What Is Afinitor® (everolimus)?

Reviewed by: HU Medical Review Board | Last reviewed: April 2022 | Last updated: October 2022

Afinitor® (everolimus) is a kinase inhibitor used in combination with a drug called Aromasin® (exemestane). Together, they are used to treat advanced breast cancer that is hormone receptor-positive (HR+) and human epidermal growth factor receptor 2 negative (HER2-) in postmenopausal women who have previously had treatment with Femara® (letrozole) or Arimidex® (anastrozole) and cancer progressed.1

What are the ingredients in Afinitor?

The active ingredient in Afinitor is everolimus.2

How does everolimus work?

Everolimus blocks the mammalian target of rapamycin (mTOR) pathway. Up to 70 percent of breast cancers have mutations on the mTOR pathway, which can fuel cancer growth.1

Everolimus is given in combination with Aromasin to delay or slow the growth of breast cancer cells in 2 ways:1

  • Aromasin helps block estrogen
  • Everolimus helps block the mTOR pathway

What are the possible side effects?

The most common side effects of everolimus include:1,2

  • Mouth ulcers and sores
  • Infections
  • Diarrhea
  • Swelling in the arms, hands, feet, ankles, or face
  • Fatigue
  • Rash
  • Cough
  • Nausea
  • Fever
  • Decreased appetite
  • Abdominal pain
  • Headache
  • Weakness

Everolimus may also cause serious side effects, including:1,2

  • Breathing problems, such as inflammation of the lungs (pneumonitis)
  • Infections
  • Allergic reactions like hives, itching, rash, difficulty breathing, chest pain, or dizziness
  • Angioedema (in people taking certain drugs for high blood pressure), an allergic reaction that can cause swelling of the tongue, mouth, or throat, and/or difficulty breathing
  • Kidney failure
  • Problems with wound healing
  • Increased sugar and fat in the blood
  • Decreases in certain blood counts

These are not all the possible side effects of everolimus.
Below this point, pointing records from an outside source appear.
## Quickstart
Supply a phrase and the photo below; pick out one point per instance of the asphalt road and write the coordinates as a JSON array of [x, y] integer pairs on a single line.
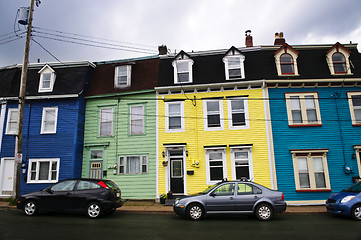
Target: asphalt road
[[14, 225]]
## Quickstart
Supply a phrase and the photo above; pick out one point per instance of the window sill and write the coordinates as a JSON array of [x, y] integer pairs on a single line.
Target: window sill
[[314, 190], [306, 125]]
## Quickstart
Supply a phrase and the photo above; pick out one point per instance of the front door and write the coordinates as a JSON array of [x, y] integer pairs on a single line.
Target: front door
[[6, 176], [176, 159]]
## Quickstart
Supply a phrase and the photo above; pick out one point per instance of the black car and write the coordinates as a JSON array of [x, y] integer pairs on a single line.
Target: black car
[[92, 196], [232, 197]]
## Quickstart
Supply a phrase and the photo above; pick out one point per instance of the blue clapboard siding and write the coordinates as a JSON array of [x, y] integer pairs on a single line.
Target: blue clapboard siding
[[336, 134]]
Talk to your doctor about what to expect or if you experience any changes that concern you during treatment with everolimus.

Other things to know

People receiving everolimus should not receive live vaccinations or be around others who have recently received a live vaccine. Talk to your doctor if you are scheduled to get any vaccines or if you are unsure about them.1

Everolimus can harm an unborn baby. If you or your partner can become pregnant, you should use birth control during treatment and for some time after the last dose of everolimus. You should also not breastfeed during treatment with everolimus and for some time after the last dose. Talk to your doctor about your options for birth control and breastfeeding while taking everolimus.1,2

Before starting treatment with everolimus, tell your doctor if you have:1,2

  • Current or previous kidney or liver problems
  • Diabetes
  • High blood cholesterol
  • Any infections
  • Previous infections of hepatitis B
  • Recent or planned surgery
  • Any unhealed wounds

Everolimus may interact with certain drugs, vitamins, and supplements. Before taking everolimus, tell your doctor if you are taking:1,2

  • St. John’s wort
  • Any medicines that weaken the immune system
  • Any medicines for fungal or bacterial infections
  • Tuberculosis drugs
  • Seizure drugs
  • HIV/AIDS medicines
  • Heart or blood pressure drugs

Before beginning treatment for breast cancer, tell your doctor about all your health conditions and any other drugs, vitamins, or supplements you are taking. This includes over-the-counter drugs.